Мой конь входит в деревню. Широкая улица сплошь залита водой, по ней бегают женщины с круглыми выпяченными глазами и по-рыбьи распахнутым ртом. Как дождевых червей, вылавливая в грязи черномазых ребятишек, они хватали их под мышки и наподобие пугливых квочек загоняли в хаты. У ближайшего ко мне дома заскрипела дверь. На крыльце появилась здоровенная детина лет двадцати пяти с надутыми щетинистыми щёками и растянутой до самых ушей жирной линией рта, с которой медленно стекала не облизанная сметана. Я обернулся к нему лицом и через решетчатое забрало видел, как его мясистые щёки просачивались сквозь зубы, а его язык, вылезший слизать бегущую по бороде белую каплю, забыв о своей задаче, повис болтаться на подбородке. Я пришпорил коня и погнал вглубь улицы.
Ночь. Впервые за целый месяц лёг спать сытым. В животе весь вечер кувыркалась свежеиспечённая свинина, обмакиваясь в козье молоко. Хозяева отнеслись к нам более чем радушно.

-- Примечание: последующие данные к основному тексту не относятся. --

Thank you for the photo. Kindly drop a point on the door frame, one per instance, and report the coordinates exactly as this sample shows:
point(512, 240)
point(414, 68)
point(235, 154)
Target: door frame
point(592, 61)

Утро нас встретило сюрпризом. Как только по верхушкам деревьев забегал солнечный луч, и ночные тени начали торопливо отступать в лесную чащу, в спящей деревне тревожно закричал горн. Его басистый гул ударил по ушам, и онемевшая рука легла на рукоятку кинжала. Ещё сонным я выскочил за дверь и, срывая с меча ножны, взглядом впился в скачущего на меня всадника с черным, как смоль, крестом Тевтонского ордена. Копыта гнедого коня загребали влажную землю и, выбивая из неё комья грязи, несли ко мне играющий в руке всадника короткий меч. Широкое лезвие яркой вспышкой блеснуло в глаза, отражая холодные лучи восходящего солнца. Я собрался с силами, прохладный утренний воздух быстро освежал сонную голову, и я готов был достойно встретить любого неприятеля. Но далее в образе всадника происходили самые загадочные явления. Бегущий мне на встречу рыцарский шлем растянулся в глупой металлической улыбке, его острые рога по-бараньи закрутились в калачик, шлем приторно фыркнул, рассеивая в воздухе миллионы мельчайших капелек влаги, и заорал на меня пискляво-юношеским голосом. От крика у меня подкосилась нога, и я окунул её в грязную лужу. Занесённый над моей шеей меч тевтона неожиданно изогнулся дугой и большой блестящей гусеницей пополз по железной руке рыцаря. Затем, спрыгнув мне под ноги, продолжал гадюкой извиваться в луже. Я нащупал его рукой. Придавленный он продолжал плескаться в моём мутном отражении. Я шатнулся и накрыл его всем телом…. Залив меня грязью, всадник промчался мимо. Он озадаченно обернулся и увидел, как из спины лежащего на дороге трупа столбиком торчала пернатая стрела.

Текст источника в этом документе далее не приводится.